En ce qui concerne la vie religieuse, il faut prévoir les incidences de la sécularisation sur la vie communautaire. Celle-ci présente un caractère particulier, un peu étrange, par comparaison avec la vie séculière. C’est en effet chose singulière que de voir dix ou vingt célibataires se réunir sans s’être choisis vraiment, prétendre former une sorte de famille, sous un même toit, à une table commune, se retrouver hors des heures de travail, et cela pour la vie. Plus le rassemblement de ces célibataires s’élève en nombre, plus il tranche sur la vie séculière, plus il étonne, plus il sépare.

Qu’à cela ne tienne ! On dispersera les célibataires de manière permanente, on réduira leur rassemblement à deux, trois, quatre, on les enverra même vivre isolément, comme n’importe quel célibataire, dans n’importe quel appartement.

Il serait malséant d’insister sur les inconvénients auxquels sont exposés les groupes très restreints, quand les tempéraments ne s’accordent pas. Par ailleurs, si les tempéraments s’accordent très bien, peut-être s’accorderont-ils trop bien et voici que menace le séparatisme. Si l’on ne trouve aucun moyen de corriger ces inconvénients, la dispersion, l’isolement privent les religieux du capital communautaire monnayé en échanges spirituels, en confrontations apostoliques, en communauté d’action, dans la participation à un même esprit et à une même doctrine [33].

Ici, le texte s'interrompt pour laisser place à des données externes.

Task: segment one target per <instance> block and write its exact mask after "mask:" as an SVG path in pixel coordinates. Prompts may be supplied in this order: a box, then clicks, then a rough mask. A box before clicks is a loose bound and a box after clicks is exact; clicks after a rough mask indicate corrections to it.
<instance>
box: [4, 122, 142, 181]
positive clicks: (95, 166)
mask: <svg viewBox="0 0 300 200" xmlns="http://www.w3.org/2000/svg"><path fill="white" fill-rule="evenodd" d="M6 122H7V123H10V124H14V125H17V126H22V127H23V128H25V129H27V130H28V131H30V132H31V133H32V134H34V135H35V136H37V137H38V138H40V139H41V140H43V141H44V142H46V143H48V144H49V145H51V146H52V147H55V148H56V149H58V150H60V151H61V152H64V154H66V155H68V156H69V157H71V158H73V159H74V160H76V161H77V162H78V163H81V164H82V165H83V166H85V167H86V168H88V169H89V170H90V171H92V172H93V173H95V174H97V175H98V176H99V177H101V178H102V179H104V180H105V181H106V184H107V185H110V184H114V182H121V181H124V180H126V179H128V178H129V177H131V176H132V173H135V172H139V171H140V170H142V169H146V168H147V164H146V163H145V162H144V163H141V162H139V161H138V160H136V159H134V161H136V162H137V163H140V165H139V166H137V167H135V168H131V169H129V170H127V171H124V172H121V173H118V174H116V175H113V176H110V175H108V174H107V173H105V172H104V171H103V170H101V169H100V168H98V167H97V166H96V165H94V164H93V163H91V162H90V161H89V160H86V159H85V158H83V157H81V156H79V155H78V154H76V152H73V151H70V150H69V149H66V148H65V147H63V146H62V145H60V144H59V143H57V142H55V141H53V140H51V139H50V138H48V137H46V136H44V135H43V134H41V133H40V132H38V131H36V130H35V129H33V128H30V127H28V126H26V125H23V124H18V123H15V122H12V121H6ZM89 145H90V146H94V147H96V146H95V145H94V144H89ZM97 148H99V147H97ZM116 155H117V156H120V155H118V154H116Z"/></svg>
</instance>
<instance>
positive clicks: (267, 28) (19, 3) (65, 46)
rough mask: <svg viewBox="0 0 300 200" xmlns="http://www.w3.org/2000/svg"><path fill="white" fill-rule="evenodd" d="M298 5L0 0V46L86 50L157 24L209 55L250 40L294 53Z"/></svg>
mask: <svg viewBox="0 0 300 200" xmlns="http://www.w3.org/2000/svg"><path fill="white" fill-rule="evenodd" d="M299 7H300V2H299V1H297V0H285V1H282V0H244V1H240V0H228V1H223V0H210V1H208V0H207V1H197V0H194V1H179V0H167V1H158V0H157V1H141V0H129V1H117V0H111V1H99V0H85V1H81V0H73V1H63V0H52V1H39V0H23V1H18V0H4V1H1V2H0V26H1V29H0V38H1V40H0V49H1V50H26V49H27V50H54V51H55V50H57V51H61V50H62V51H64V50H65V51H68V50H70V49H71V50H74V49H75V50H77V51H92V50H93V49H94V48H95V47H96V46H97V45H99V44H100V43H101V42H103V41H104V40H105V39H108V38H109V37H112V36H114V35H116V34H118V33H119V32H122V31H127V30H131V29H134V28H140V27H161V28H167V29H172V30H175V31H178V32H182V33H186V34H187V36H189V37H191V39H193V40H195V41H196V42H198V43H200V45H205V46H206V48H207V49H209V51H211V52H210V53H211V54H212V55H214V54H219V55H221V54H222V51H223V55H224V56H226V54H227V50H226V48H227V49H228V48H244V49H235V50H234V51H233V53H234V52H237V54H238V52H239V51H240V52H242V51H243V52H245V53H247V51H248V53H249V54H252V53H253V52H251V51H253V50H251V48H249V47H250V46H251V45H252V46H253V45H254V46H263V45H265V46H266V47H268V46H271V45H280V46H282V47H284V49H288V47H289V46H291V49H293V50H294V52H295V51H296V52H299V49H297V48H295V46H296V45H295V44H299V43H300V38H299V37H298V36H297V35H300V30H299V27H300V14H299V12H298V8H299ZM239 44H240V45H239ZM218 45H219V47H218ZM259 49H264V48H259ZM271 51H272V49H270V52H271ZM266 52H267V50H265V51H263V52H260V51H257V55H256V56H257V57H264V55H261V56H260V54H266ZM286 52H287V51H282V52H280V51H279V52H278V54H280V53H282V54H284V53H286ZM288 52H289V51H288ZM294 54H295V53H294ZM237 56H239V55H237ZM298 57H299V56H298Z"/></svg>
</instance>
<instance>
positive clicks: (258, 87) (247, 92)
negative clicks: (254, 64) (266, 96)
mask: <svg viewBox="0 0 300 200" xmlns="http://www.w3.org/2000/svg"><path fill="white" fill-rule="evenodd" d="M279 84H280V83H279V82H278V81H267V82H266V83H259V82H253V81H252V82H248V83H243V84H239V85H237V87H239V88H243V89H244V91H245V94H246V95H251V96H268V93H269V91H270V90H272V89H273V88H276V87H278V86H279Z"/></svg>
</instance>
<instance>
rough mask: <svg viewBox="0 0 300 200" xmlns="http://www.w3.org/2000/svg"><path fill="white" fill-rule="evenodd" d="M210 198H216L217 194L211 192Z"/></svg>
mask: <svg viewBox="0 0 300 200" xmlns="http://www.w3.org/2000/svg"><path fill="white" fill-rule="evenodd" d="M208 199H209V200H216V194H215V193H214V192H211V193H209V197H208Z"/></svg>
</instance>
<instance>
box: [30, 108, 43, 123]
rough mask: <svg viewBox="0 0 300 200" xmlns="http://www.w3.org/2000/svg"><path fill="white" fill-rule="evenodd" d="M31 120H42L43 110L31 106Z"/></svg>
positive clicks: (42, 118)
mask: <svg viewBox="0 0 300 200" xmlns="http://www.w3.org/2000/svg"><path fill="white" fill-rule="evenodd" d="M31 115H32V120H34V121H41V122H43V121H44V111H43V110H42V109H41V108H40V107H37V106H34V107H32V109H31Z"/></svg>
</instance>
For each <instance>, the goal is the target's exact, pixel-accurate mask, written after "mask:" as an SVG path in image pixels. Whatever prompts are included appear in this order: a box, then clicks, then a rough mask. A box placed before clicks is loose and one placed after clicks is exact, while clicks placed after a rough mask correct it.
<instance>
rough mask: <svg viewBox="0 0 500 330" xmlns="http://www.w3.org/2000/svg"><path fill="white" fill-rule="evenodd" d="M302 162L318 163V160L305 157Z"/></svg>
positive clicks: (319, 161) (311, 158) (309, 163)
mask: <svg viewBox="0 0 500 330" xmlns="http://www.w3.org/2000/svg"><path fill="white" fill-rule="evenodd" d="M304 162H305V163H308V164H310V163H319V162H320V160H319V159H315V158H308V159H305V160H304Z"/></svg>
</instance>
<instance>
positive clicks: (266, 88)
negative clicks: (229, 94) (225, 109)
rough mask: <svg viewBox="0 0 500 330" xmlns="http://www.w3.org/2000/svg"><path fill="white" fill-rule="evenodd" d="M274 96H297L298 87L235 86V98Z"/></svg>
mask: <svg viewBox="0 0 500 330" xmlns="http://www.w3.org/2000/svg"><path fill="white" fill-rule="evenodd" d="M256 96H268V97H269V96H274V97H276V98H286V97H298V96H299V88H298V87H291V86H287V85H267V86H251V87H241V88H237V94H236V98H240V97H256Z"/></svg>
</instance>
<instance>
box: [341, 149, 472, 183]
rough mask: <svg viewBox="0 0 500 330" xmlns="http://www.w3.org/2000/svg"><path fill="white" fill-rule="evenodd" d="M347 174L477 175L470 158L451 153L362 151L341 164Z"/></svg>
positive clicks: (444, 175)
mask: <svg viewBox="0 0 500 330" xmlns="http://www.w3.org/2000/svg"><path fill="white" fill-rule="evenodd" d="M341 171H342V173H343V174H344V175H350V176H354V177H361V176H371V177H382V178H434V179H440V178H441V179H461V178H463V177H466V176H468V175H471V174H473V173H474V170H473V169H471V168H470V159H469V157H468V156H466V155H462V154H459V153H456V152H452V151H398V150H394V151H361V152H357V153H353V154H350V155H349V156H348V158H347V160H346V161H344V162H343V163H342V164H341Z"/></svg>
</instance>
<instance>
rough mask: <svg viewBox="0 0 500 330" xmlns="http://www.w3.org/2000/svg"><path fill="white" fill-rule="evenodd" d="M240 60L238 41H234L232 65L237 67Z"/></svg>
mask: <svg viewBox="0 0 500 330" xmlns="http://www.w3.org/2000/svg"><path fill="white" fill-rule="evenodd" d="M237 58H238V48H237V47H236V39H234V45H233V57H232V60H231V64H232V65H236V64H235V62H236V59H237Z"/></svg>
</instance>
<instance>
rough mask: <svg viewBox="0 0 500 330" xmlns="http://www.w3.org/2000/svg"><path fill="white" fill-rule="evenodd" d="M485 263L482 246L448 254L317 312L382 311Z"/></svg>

Ces quelques réflexions ne mettent pas en question la légitimité de la sécularisation en elle-même. Elles tendent à démontrer tout simplement que séculariser n’est pas une panacée, le remède universel au « malheur des temps ». Pas davantage, elles n’en déterminent la mesure concrète. Elles évoquent seulement des limites.

Le principe de limitation

Ces limites concrètes, nous ne pouvons ni ne devons les présenter ici. Celles-ci sont affaire de circonstances et de personnes. Nous voulons seulement dire le principe de limitation. Et ceci nous oblige à remonter un peu haut et un peu loin.

Il est un point où vient mourir toute sécularisation ou désacralisation : c’est le Christ. Plus précisément, c’est le corps du Christ. Sans doute, l’humanité de Jésus-Christ fait-elle partie du monde séculier, mais elle est au-delà de toute sécularisation, parce que l’homme Jésus est identiquement le Fils Unique, parce que son humanité est prise tout entière, pénétrée par la mission de signifier, attester, accomplir le salut et la transfiguration du genre humain.

Autour de Jésus-Christ, la sécularisation perd son pouvoir, pour autant que les êtres sont ordonnés à Jésus-Christ afin de le signifier, pour autant qu’ils sont appelés à le rendre présent et vivant parmi les hommes.

Ainsi l’Église, dans sa mission surnaturelle, ne peut être sécularisée. On ne peut pas davantage séculariser la structure hiérarchique de l’Église, hiérarchie sacramentellement constituée ; hiérarchie sacramentellement opérante en son action la plus haute. Si on le prétendait, on réduirait l’Église à n’être qu’une quelconque association humaine [34]. Pas davantage ne peut être sécularisée l’Écriture née dans l’Église et pour l’Église.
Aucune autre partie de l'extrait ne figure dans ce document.